There are differences from previous Twitter datasets. These differences are due to three primary reasons. First, Twitter platform rules were updated for tweets. Twitter extended its 140-character limit to 280 in 2017. So, people started writing long tweets. These long textual comments impact the learning from short texts. This confirms the concern raised in the paper [42]. Second, the latest technological software available for manipulations. Due to advanced software, people can edit a minimal area of the image. Identifying small, manipulated regions has resulted in low accuracy. Third, the evolution of people's mindset in using social platforms in India. Owing to its broader reach, Twitter is currently used as a complaint forum for elected people. Therefore, several tweets were irrelevant to the image as individuals shared their grievances and complaints in tweets rather than tweeting on the associated image.

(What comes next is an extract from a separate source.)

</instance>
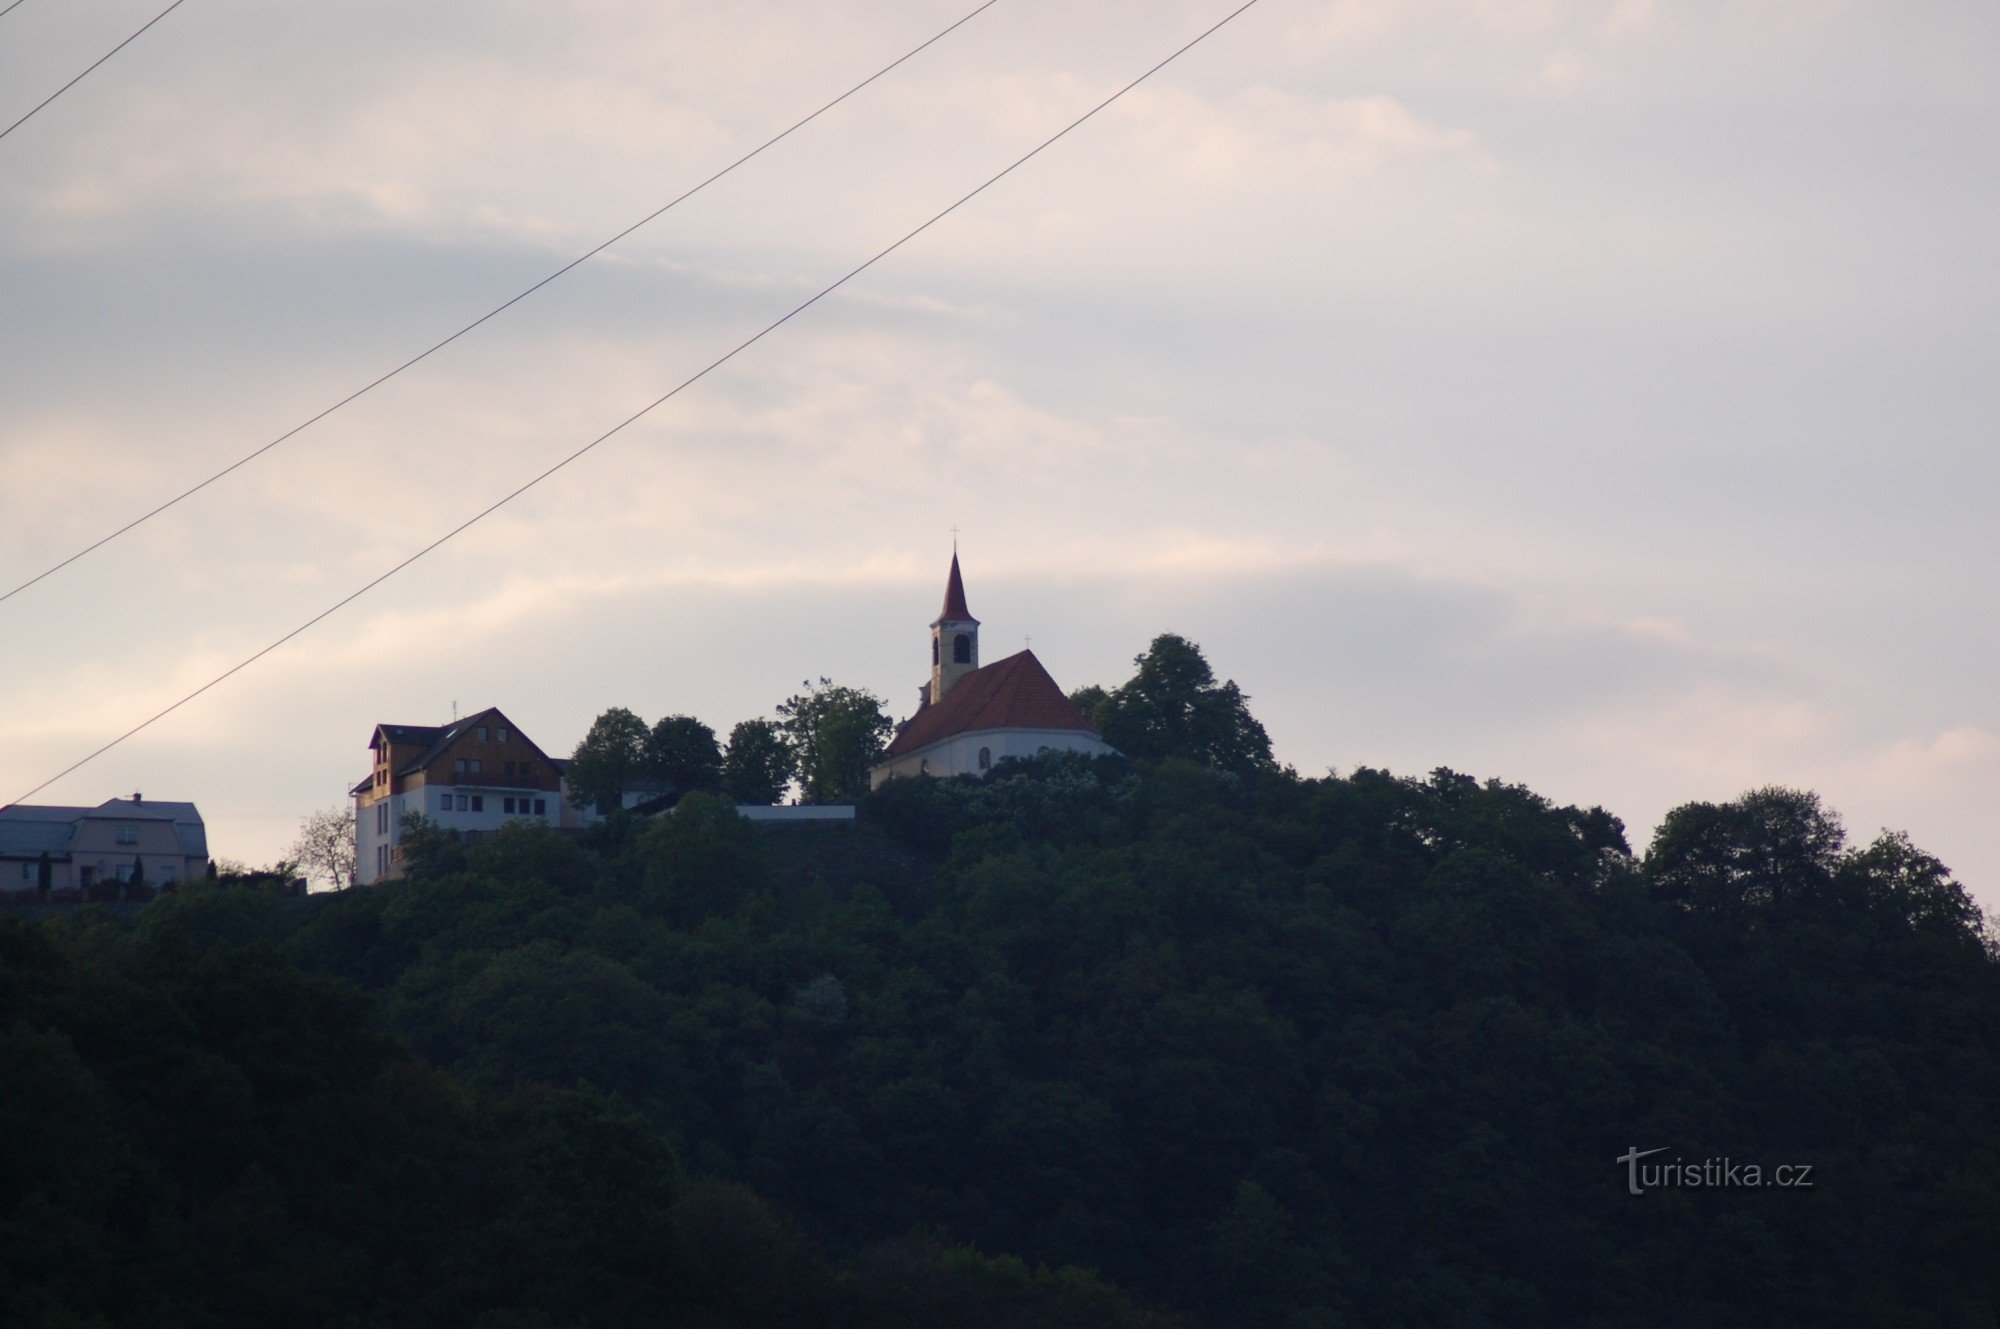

When we ran our India dataset over the same model accuracy of only 58.3% was observed. Figure 10 shows the evaluation graphs from the Indian dataset. The low accuracy is due to long textual posts and the majority of being irrelevant to the images. Secondly, as a small region of the image was tampered with, CNN models learnt main image features. This shows that with changing times, textual and image cues have changed, and models need to be continuously trained on new data to improve accuracy.

Fig. 10
figure 10

Indian Dataset v.01 a accuracy comparison across modalities b ROC curve c Precision–Recall

This calls for substantial new datasets of fake images that need to be created to keep up with the changing technological advances in the digital platform industry. Older databases are not going to work well with the current social media network trends. However, a recent dataset created like Fakeddit [10] its source is Reddit, a web aggregator and not a social media platform. Another new dataset “New Politifact” [50] is also not from the microblogging platform. It was observed in the CIGI-IPSOS survey that microblogging platforms spread more fake news content than the rest of the websites [3]. Authors are working on to create new dataset solely based on Twitter images considering the latest events of 2020 and 2021.

5 Conclusion

This paper has proposed an explicit deep learning-based multi-modal approach to detect fake images shared over social media platforms. Forensic methods have their limitations. In the proposed model, the visual and textual modalities are learned on respective channels and later fused to get the feature sets from both modalities. There are no additional components required for understanding the correlation between modalities. The model uses EfficientNet-B0 and sentence transformer RoBERTa for extracting the features of images and text, respectively. The ELA-generated images are used as input to the CNN model. ELA images further support better learning of image manipulations. The EfficientNetB0 has been verified against CASIA2.0 dataset as well, which is dataset comprising of tampered images. An efficiency of 87.13% is recorded over CASIA 2.0. The experiment has been tested against Twitter and Weibo datasets. Accuracy of 85.3% and 81.2% is achieved. These results surpass other previous state-of-art models. The research proves that a multi-modal deep learning model can detect fake images over social media platforms. We further created a new Twitter dataset using the latest 2020 events from an Indian perspective. The observation was that currently, there are many changes in image and textual cues from the previous dataset, which lowers the accuracy of models trained over old data. This indicates dire need to create social media images dataset based on the latest trends to keep up with the microblogging industry's changing trends.

The detection of satire images is not covered. Also, the proposed solution is not verified against fake images generated through generative adversarial networks. The text written over the images is also not considered. This will be taken up as a further part of the research.